3.2.2 Hunting phase (exploitation)

During the hunting phase, the exploitation mechanisms of RSA are presented. During the hunting process, crocodiles perform either hunting coordination or cooperation. According to this, the position updating for the exploitation phase is presented by Eq. (25).

$$\begin{aligned} x_{(i,j)} (t+1) = {\left\{ \begin{array}{ll} Best_j (t)\times - P_{(i,j)} (t)\times rand, &{} t \le 3\frac{T}{4}\hspace{5.0pt}and\hspace{5.0pt}t>2\frac{T}{4} \\ Best_j (t)-\eta _{(i,j)} (t)\times \epsilon -R_{(i,j)} (t)\times rand, &{} t \le T\hspace{5.0pt}and\hspace{5.0pt}t>3\frac{T}{4} \end{array}\right. } \end{aligned}$$

(25)

in which $Best_j (t)$ represents the $j_{th}$ location for the best-obtained agent thus far, $\epsilon$ a small value, $P_{(i,j)}$, $\eta _{(i,j)}$ and $R_{(i,j)}$ are given by Eqs. (23), (20) and (21), respectively.

The Pseudocode for the described RSA is shown in 1.

3.3 Proposed modified RSA approach

The prioritization of exploitation over exploration in RSA leads to a lack of variety among the population and early convergence. This implies that the starting positions of the solutions have a significant influence on the final outcomes. The objective of this research is to enhance the RSA algorithm by tackling the problem of limited exploration by ensuring adequate population diversity during initialization and during execution. To accomplish this, two adjustments are implemented in the elementary RSA metaheuristics: a new approach to initialization and a mechanism for preserving diverse solutions during the execution of the algorithm.

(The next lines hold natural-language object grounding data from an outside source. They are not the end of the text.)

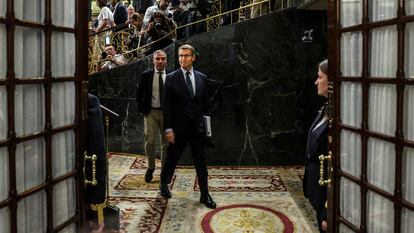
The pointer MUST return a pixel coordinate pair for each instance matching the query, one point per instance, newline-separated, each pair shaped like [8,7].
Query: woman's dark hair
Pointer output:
[323,66]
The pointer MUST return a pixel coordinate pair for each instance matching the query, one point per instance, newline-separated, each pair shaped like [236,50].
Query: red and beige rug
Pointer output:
[249,199]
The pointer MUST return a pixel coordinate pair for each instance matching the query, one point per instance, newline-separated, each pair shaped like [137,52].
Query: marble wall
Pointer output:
[263,99]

3.3.1 New initialization scheme

The method introduced in this study utilizes a traditional initialization equation to produce the set of individuals in the initial population:

$$\begin{aligned} X_{i,j} = lb_{j} + \psi \cdot (ub_{j}-lb_{j}), \end{aligned}$$

(26)

in which $X_{i,j}$ denotes the j-th item of the i-th solution, $lb_{j}$ and $ub_{j}$ represent the lower and upper constraints of the component j, and $\psi$ is an arbitrary value drawn from the normal distribution within limits [0, 1].

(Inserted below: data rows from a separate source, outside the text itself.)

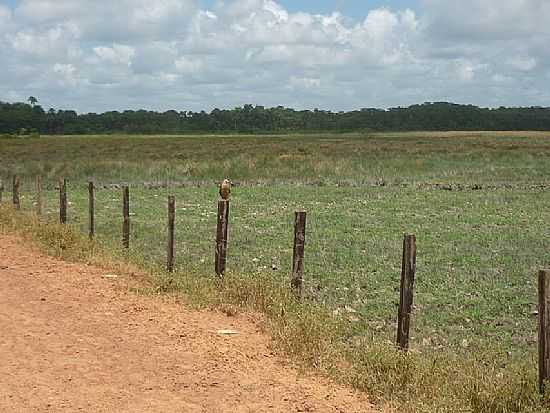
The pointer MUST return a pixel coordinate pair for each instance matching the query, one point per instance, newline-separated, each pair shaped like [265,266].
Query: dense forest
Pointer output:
[21,118]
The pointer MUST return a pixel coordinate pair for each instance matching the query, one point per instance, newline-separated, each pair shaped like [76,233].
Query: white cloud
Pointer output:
[115,54]
[523,63]
[96,55]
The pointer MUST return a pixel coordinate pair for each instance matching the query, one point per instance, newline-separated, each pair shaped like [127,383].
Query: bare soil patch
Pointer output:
[72,339]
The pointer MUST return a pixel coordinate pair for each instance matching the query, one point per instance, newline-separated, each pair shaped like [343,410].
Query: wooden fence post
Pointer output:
[408,269]
[298,252]
[544,329]
[38,195]
[221,237]
[63,201]
[91,209]
[16,185]
[171,232]
[126,217]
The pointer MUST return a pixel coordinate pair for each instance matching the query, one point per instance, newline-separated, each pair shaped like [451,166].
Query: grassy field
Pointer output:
[477,203]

Still, the study by Rahnamayan et al. (2007) has shown that incorporation of the quasi-reflection-based learning (QRL) (Rahnamayan et al. 2007) approach to the population produced by Eq. (26) could allow the exploration of the wider search area. Consequently, for every component j belonging to the solution ($X_{j}$), a quasi-reflective-opposite component ($X_{j}^{qr}$) is produced in the following way:

$$\begin{aligned} X_{j}^{qr}=\text {rnd}\bigg (\dfrac{lb_{j}+ub_{j}}{2},x_{j}\bigg ), \end{aligned}$$

(27)

where rnd allows to select an arbitrary number within $\bigg [\dfrac{lb_{j}+ub_{j}}{2},x_{j}\bigg ]$ limits.

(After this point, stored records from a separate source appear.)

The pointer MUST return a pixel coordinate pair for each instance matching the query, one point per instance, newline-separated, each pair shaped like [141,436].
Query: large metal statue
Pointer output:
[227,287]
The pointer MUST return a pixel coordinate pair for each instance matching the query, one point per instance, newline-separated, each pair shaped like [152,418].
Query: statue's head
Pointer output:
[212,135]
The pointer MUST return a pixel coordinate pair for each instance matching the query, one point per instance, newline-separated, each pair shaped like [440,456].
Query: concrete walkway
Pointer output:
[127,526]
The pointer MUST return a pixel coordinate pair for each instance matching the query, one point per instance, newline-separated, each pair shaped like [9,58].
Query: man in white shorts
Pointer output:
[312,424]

According to the QRL procedure, the proposed initialization approach doesn’t affect the complexity of the algorithm with respect to FFEs as it produces only half of the entire population (NP/2). The initialization procedure used in this research is outlined in Algorithm 2.

The intensive experiments have demonstrated that this initialization scheme exhibits two important advantages. First, it enhances the diversification of the starting population, which can improve the outcomes of the algorithm at the beginning of the run. Second, it enables the algorithm to cover a wider search area with the same size of the population, allowing the initial boost to the search procedure as well.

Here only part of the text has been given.